SimBot: Sure, what should I do?

User: First, you need to make a cup of coffee. Then, you need to slice the bread and cook it with the toaster. Finally, you need to deliver breakfast to my room.

SimBot: Could you give me more detailed instructions on how to slice the bread?

User: You should use the knife and cut it into several pieces in approximately the same size.

SimBot: Got it. Should I prepare breakfast for you today?

User: Yes, go ahead.

SimBot prepares the breakfast as taught by the user.

SimBot: Breakfast is ready.

User: Well done!

“One of our overall goals is for users to feel that our SimBot is capable and intelligent, communicative, knowledgeable, and efficient,” Huang said.

Below are the four members of the team, all Ph.D. students in computer science:

Minqian Liu is serving as team leader for the Alexa Prize SimBot Challenge. In that role, he is responsible for setting up long-term and short-term goals, coordinating the team’s work, and communicating with the challenge organizer. As a team member, he will be building the object state tracking, action verification, and dialogue-based interaction components. He also will participate in the design and implementation of other modules, especially the construction of the multimodal instructional knowledge graph.

Sijia Wang will establish the knowledge graph from instructional articles, images, and video demonstrations on the internet, such as WikiHow. She also will focus on collectively grounding entities and actions extracted from text to video to associate each entity or action with a visual image or video clip.

Zhiyang Xu will be responsible for extracting the subtasks from the human instructions by leveraging an external actionable knowledge graph and enforcing the temporal and logical constraints of those subtasks.

Ying Shen will focus on the multimodal goal-oriented action prediction network, which requires the reasoning across the inputs in multiple modality. She will also take part in the construction of the multimodal instructional knowledge graph.

“It is an honor to be a finalist team in the Alexa Prize SimBot Challenge and a tribute to the excellence of our students,” said Huang.
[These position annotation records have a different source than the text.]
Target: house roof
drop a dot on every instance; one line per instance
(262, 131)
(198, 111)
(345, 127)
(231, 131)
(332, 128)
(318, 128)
“The challenge is a great way of highlighting the students’ work and also an opportunity to contribute to the field of artificial intelligence by helping to bridge the gap of theory-practice divide and adding value to both theoretical and practical perspectives,” he said.

University teams selected for the Alexa Prize SimBot Challenge participate in both the public benchmark and live interaction phases and receive a research grant, Alexa-enabled devices, free Amazon Web Services cloud computing services to support their research and development efforts, as well as other resources, and Alexa team support. The winning team will receive a $500,000 prize, while the second- and third-place teams will receive prizes of $100,000 and $50,000, respectively. The winner will be announced in 2023.